Bing Search Quality Insights: New Blog Series Sheds Light On Bing’s Inner-Workings
Google recently started a series of blog posts highlighting various points of progress it has made in its efforts to increase search quality. The results have essentially been lists of monthly changes Google has made to its algorithm and interface. This has been extremely interesting to watchers of the search industry and webmasters who are concerned with search engine optimization.
Bing is now starting a similar series, though if the first entry is any indication, we’re going to see a much more in-depth explanation about things in general, as opposed to lists of specific tweaks.
“Quality improvements in Bing are often subtle but often those little changes are the result of years of research,” says Dr. Harry Shum, Corporate Vice President of Bing R&D. “In the coming weeks and months, you will hear from members of my team on a range of topics, from the complexities of social search and disambiguating spelling errors to whole page relevance and making search more personal. We will also highlight the ideas and projects we have collaborated with colleagues from Microsoft Research and academia to advance the state of the art for our industry. We hope this will not only be useful information for our blog readers, but that they will spark conversations that help us all move the search industry forward.”

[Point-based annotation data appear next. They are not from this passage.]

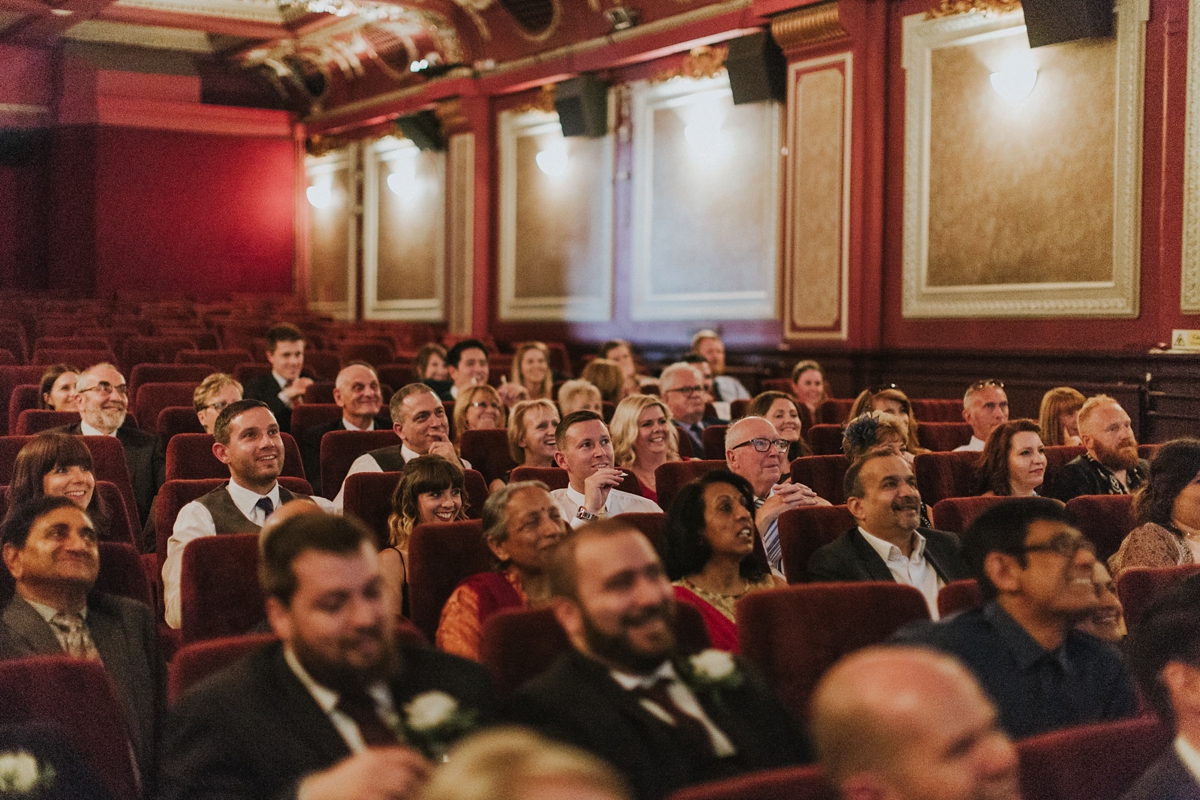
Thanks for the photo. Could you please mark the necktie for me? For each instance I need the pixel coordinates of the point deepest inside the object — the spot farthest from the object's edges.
(689, 727)
(359, 707)
(78, 642)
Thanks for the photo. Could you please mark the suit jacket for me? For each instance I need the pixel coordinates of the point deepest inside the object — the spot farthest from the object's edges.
(851, 558)
(1168, 779)
(579, 702)
(145, 458)
(253, 731)
(124, 632)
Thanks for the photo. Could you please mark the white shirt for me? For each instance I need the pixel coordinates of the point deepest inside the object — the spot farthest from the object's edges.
(913, 571)
(682, 696)
(570, 501)
(195, 521)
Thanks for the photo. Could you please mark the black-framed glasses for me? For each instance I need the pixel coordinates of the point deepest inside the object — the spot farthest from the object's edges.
(763, 445)
(1065, 545)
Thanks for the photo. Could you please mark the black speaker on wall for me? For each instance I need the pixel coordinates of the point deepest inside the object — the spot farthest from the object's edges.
(582, 106)
(1050, 22)
(424, 130)
(757, 70)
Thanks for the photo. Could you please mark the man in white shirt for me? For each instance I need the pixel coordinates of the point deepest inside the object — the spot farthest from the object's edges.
(888, 542)
(585, 451)
(984, 408)
(249, 441)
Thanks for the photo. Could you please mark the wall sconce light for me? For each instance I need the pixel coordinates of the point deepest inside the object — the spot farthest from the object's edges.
(1017, 77)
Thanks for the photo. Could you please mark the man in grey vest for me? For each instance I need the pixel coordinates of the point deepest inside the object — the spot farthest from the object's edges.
(247, 440)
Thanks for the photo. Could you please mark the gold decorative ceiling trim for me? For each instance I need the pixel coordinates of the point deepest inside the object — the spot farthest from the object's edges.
(808, 25)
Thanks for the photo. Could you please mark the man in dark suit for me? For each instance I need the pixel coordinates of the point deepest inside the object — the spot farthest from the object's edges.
(285, 385)
(888, 545)
(317, 713)
(103, 401)
(51, 551)
(357, 392)
(624, 692)
(1164, 654)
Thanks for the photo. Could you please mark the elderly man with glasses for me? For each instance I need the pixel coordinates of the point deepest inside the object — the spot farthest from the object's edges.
(1035, 571)
(754, 450)
(102, 402)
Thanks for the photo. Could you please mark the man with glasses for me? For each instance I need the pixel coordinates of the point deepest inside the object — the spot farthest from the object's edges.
(683, 391)
(984, 408)
(1035, 571)
(102, 402)
(887, 542)
(754, 450)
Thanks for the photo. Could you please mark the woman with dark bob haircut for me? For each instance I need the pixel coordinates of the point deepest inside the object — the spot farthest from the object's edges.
(1167, 509)
(58, 464)
(709, 551)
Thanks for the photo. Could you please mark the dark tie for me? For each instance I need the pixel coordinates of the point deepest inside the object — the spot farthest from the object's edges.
(360, 708)
(689, 727)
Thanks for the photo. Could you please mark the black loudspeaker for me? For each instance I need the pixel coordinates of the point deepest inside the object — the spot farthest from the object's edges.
(757, 70)
(1049, 22)
(582, 106)
(424, 130)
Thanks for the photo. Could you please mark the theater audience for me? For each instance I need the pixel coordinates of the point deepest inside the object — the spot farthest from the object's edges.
(1167, 510)
(643, 439)
(984, 408)
(579, 396)
(1035, 571)
(58, 464)
(709, 552)
(783, 410)
(625, 692)
(1111, 464)
(905, 723)
(52, 553)
(531, 368)
(430, 491)
(1013, 462)
(57, 391)
(317, 714)
(888, 542)
(521, 524)
(1059, 416)
(213, 395)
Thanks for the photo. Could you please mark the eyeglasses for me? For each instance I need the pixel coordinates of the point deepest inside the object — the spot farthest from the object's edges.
(763, 445)
(105, 388)
(1065, 545)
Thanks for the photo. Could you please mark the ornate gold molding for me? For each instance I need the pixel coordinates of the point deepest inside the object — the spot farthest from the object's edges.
(808, 26)
(952, 7)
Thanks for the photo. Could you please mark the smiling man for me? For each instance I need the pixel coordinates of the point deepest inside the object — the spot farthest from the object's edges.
(585, 451)
(249, 443)
(625, 693)
(1035, 571)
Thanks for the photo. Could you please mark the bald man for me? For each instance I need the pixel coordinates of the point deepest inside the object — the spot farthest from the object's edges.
(358, 394)
(907, 723)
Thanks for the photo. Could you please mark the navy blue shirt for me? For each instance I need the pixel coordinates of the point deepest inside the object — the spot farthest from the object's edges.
(1035, 690)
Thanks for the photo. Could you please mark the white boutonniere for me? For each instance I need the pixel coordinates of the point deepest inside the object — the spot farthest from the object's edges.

The first entry comes from Jan Pedersen, Chief Scientist for Core Search at Bing, who talks about how Bing determines “whole page relevance,” which it uses to determine not just where to rank a result on the search results page, but whether to just return a link or an “answer”.
“As with any relevance problem we start with the question of how to measure if Bing has done a good job,” explains Pedersen. “We could do this by simply asking human judges to compare the output of competing blending algorithms and assess which is better. This turns out to be a difficult judgment task that produces quite noisy and unreliable results. Instead we look at how people behave on Bing in the real world. Based on how they respond to changes we make an assumption that a better blending algorithm will move people’s clicks towards the top of the page. This turns out to be the same as saying that a block of content, or answer, is well placed if it receives at least as many clicks as the equivalently sized block of content below it — or, as we say internally, if its win rate is greater than 0.5. So a good blending algorithm will promote an answer on the page upward as long as its win rate is greater than 0.5. Armed with this metric, we can run online experiments and compare the results of competing blending algorithms giving us a realistic data set.”
Shum did note in a blog post announcing the new blog series that Bing does measure search quality with a mix of offline human judges (presumably similar to Google’s raters) and online user engagement.
“Next we investigate the available inputs into an online blending function that improves this metric,” continues Pedersen. “We can, and do, use historical anonymous click data, but this is not sufficient because it does not generalize to rare queries, or to new content with no history. So, we add in three kinds of additional inputs: confidence scores from the answer provider, query characterizations, and features extracted from other answers and web pages that will be shown on the page. For example, to learn where to place an image answer in the search results for a given query, we consider the confidence score returned from the image search provider, the ranking scores of nearby Web pages, and whether the query is marked as referring to the sort of entities that are well described by images (people, places, etc.).”
Bing actually uses over a thousand signals for blending search functions, according to Pedersen. This is in line with what Bing’s Duane Forrester has said in the past – roughly a thousand signals.
“Finally, we consider the offline and online infrastructure that will be used to create and run a blending function,” adds Pedersen. “We use a very robust, but high-performance learning method, called boosted regression trees, to automatically produce a ranking function given training data. This allows us to use many signals with the confidence that each additional signal will incrementally improve our blending function. Our training sets are fairly large, since they are mined from our billions of anonymous query session logs, so we use our large-scale data mining infrastructure, called Cosmos, to prepare the data and run offline experiments. Once a new blending function has been generated by our offline learning method, it is deployed to a serving component internally called APlus that puts all that data into action and runs after all candidate content blocks that have been generated, where it can be tested via online experimentation and finally placed into production.”
Pedersen says Bing has been focusing on applying all of this to new inputs for “temporarily relevant” answers. Think news stories that die down after a while.
If you’re really into learning about the inner-workings of search engines, it’s a pretty interesting read, and is frankly not he kind of thing we see from Bing very often. It looks like that’s changing now.
There’s not much here in terms of SEO guidance, at least in the first post, but SEO enthusiasts will no doubt want to keep an eye on the series and stay on the lookout for info and tips that could be applied to SEO strategies. Google’s change lists are a bit more useful in this regard.